JAKARTA, KRJOGJA.com – Duta Besar Uni Eropa untuk ASEAN Igor Driesmans, meluncurkan tiga proyek baru kerja sama pembangunan antara Uni Eropa dan ASEAN dengan total dana sebesar 13 juta euro.

Proyek-proyek ini akan mendukung urbanisasi dan pengelolaan hutan yang berkelanjutan serta Lembaga Audit Tertinggi ASEAN, demikian disampaikan dalam webseminar bertajuk 3rd ASEAN-EU Coorperation and Scholarship Day 2020.

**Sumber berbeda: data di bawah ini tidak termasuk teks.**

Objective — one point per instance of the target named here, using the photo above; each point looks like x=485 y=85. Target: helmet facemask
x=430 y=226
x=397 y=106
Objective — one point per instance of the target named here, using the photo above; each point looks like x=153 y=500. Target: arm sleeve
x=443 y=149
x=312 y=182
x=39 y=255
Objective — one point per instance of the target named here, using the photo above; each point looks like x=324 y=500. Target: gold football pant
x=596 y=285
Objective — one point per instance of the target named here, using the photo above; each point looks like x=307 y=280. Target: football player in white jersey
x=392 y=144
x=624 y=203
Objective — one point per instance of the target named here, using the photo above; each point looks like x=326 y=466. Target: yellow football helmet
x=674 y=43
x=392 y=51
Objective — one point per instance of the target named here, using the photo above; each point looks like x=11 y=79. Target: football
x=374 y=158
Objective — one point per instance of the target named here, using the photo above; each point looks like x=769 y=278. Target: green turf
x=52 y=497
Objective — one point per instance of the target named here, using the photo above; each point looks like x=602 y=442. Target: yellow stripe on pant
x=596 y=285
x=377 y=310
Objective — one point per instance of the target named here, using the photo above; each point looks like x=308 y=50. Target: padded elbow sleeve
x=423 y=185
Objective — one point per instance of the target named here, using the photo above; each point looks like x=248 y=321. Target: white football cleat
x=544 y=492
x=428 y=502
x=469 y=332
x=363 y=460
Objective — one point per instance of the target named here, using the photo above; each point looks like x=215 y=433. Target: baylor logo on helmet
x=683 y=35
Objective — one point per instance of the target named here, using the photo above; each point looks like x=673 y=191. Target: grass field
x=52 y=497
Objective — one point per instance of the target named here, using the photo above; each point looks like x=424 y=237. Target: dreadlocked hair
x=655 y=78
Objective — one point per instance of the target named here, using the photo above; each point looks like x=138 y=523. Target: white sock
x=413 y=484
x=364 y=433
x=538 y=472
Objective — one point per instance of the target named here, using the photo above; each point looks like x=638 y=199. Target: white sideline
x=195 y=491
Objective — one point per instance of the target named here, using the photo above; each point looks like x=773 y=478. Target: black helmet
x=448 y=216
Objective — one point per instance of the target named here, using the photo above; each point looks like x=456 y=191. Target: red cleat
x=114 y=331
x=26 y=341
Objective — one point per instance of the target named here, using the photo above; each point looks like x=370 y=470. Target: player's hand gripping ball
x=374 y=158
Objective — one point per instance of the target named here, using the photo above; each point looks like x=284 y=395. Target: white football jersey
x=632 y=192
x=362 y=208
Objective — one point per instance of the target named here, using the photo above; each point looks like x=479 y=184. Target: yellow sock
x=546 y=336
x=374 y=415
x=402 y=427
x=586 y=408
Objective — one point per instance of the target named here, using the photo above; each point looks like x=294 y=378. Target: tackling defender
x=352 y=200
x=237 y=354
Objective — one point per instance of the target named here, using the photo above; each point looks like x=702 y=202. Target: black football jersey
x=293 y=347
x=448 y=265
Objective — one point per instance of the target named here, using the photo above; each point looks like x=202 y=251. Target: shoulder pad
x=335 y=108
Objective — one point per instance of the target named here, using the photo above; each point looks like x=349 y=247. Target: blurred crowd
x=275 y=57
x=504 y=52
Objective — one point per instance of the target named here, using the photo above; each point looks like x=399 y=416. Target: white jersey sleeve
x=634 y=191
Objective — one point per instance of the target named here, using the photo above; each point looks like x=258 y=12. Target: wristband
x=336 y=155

“Uni Eropa adalah mitra ASEAN yang sangat penting dalam kerja sama pembangunan melalui dukungan terhadap kawasan ASEAN dengan dana sebesar 250 juta euro untuk program integrasi regional dari tahun 2014-2020,” ujar Driesmans.

“Di samping bantuan sebesar dua miliar euro untuk mendukung kerja sama bilateral dengan negara-negara anggota ASEAN. Bidang kerja sama yang diprioritaskan dan penting adalah pertumbuhan hijau, perubahan iklim dan lingkungan.”

Proyek-proyek baru yang dimulai pada tahun 2020 ini bertujuan untuk membantu urbanisasi berkelanjutan, dengan fokus pada solusi cerdas melalui digitalisasi dan penggunaan teknologi (kota-kota ASEAN Smart Green, 5 juta euro).

Mendukung tata kelola hutan, perizinan dan perdagangan kayu yang berkelanjutan di seluruh wilayah (FLEGT, 5 juta euro)memperkuat kapasitas regional dan meningkatkan kesadaran dan penerapan standar internasional Lembaga Audit Tertinggi (ASEANSAI, 3 juta euro).

“Hari ini kami sangat senang dapat mengumumkan dimulainya tiga program kerjasama Uni Eropa-ASEAN yang baru. Program ini akan memberi manfaat bagi warga ASEAN dengan mendukung kota cerdas dan hijau, pengelolaan sumber daya yang berkelanjutan di bidang kehutanan, serta transparansi dan akuntabilitas pemerintah,” jelas Driesmans.